Grimly humorous and hyper-reactionary (or perhaps just hyperactive) Villani illustrates points with facetious baiting flailing furiously for balance on Archie Bunker’s knife edge. He slips when indicating Western environmentalists’ opposition to eradicating disease-bearing mosquitoes with DDT summarizing their apparent unconcern for African lives with harsh rhetoric saying “But what do we care if a couple of million niggers die?” He is equally inflammatory when ranting on Arabs lawyers the Department of Homeland Security socialists welfare recipients Muslims Ann Arbor tree-huggers rap music (“related to music in the same way vomit is related to food”) and American Indians who Villani says “had a brutal and primitive culture.” Where intensive kidding leaves off is difficult to gauge. Though Marxism sustains hit after hit the value of labor is nonetheless singled out as the only real cost which isn’t the result of manipulation by politicians and financial careerists who benefit from the current dysfunction.

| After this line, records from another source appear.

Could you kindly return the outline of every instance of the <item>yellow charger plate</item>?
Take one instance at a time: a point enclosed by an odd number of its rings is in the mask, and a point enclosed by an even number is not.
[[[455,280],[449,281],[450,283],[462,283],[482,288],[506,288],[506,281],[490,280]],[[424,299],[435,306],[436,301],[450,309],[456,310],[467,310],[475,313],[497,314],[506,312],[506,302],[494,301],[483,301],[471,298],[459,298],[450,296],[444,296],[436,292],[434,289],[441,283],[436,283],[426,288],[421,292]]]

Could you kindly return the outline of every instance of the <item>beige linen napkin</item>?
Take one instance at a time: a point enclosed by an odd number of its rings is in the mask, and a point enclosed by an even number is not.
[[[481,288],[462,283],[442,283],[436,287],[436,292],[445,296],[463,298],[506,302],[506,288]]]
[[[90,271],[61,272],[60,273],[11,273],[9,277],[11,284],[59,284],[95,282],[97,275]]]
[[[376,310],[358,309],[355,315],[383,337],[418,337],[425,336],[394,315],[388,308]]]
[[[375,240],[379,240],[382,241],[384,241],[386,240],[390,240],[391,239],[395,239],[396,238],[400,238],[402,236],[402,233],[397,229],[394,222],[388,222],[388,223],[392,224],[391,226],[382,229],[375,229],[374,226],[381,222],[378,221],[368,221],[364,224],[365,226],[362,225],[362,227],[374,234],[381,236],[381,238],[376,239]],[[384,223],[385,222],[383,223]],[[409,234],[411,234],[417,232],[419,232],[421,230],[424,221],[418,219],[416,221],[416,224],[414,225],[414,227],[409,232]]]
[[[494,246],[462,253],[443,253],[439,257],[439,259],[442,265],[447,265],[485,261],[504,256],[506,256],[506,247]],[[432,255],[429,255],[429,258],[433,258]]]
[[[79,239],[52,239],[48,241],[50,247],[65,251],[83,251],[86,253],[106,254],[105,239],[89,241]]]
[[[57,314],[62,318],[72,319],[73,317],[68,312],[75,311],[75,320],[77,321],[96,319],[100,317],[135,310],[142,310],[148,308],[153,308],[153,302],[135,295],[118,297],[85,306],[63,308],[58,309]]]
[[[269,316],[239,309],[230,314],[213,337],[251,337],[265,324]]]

Get Rid of Politicians is either daringly unrestrained or miles off the tracks depending on readers’ perspective level of frustration with ever-increasing government control and their overall tolerance for intolerance. The author cares passionately about finding cures for a terminally ill political framework but his disdain for the obfuscatory smokescreens of self-censorship means he’s liable to spout off astonishingly offensive slurs right after sounding more economically informed than Milton Friedman for the briefest of moments. This filter-free mix of diatribe and detailed proposals for reorganization is sure to stir up anger maybe even at the lying thieving incompetent officials from both sides of the aisle who have been relieving themselves in everyone’s Wheaties for decades.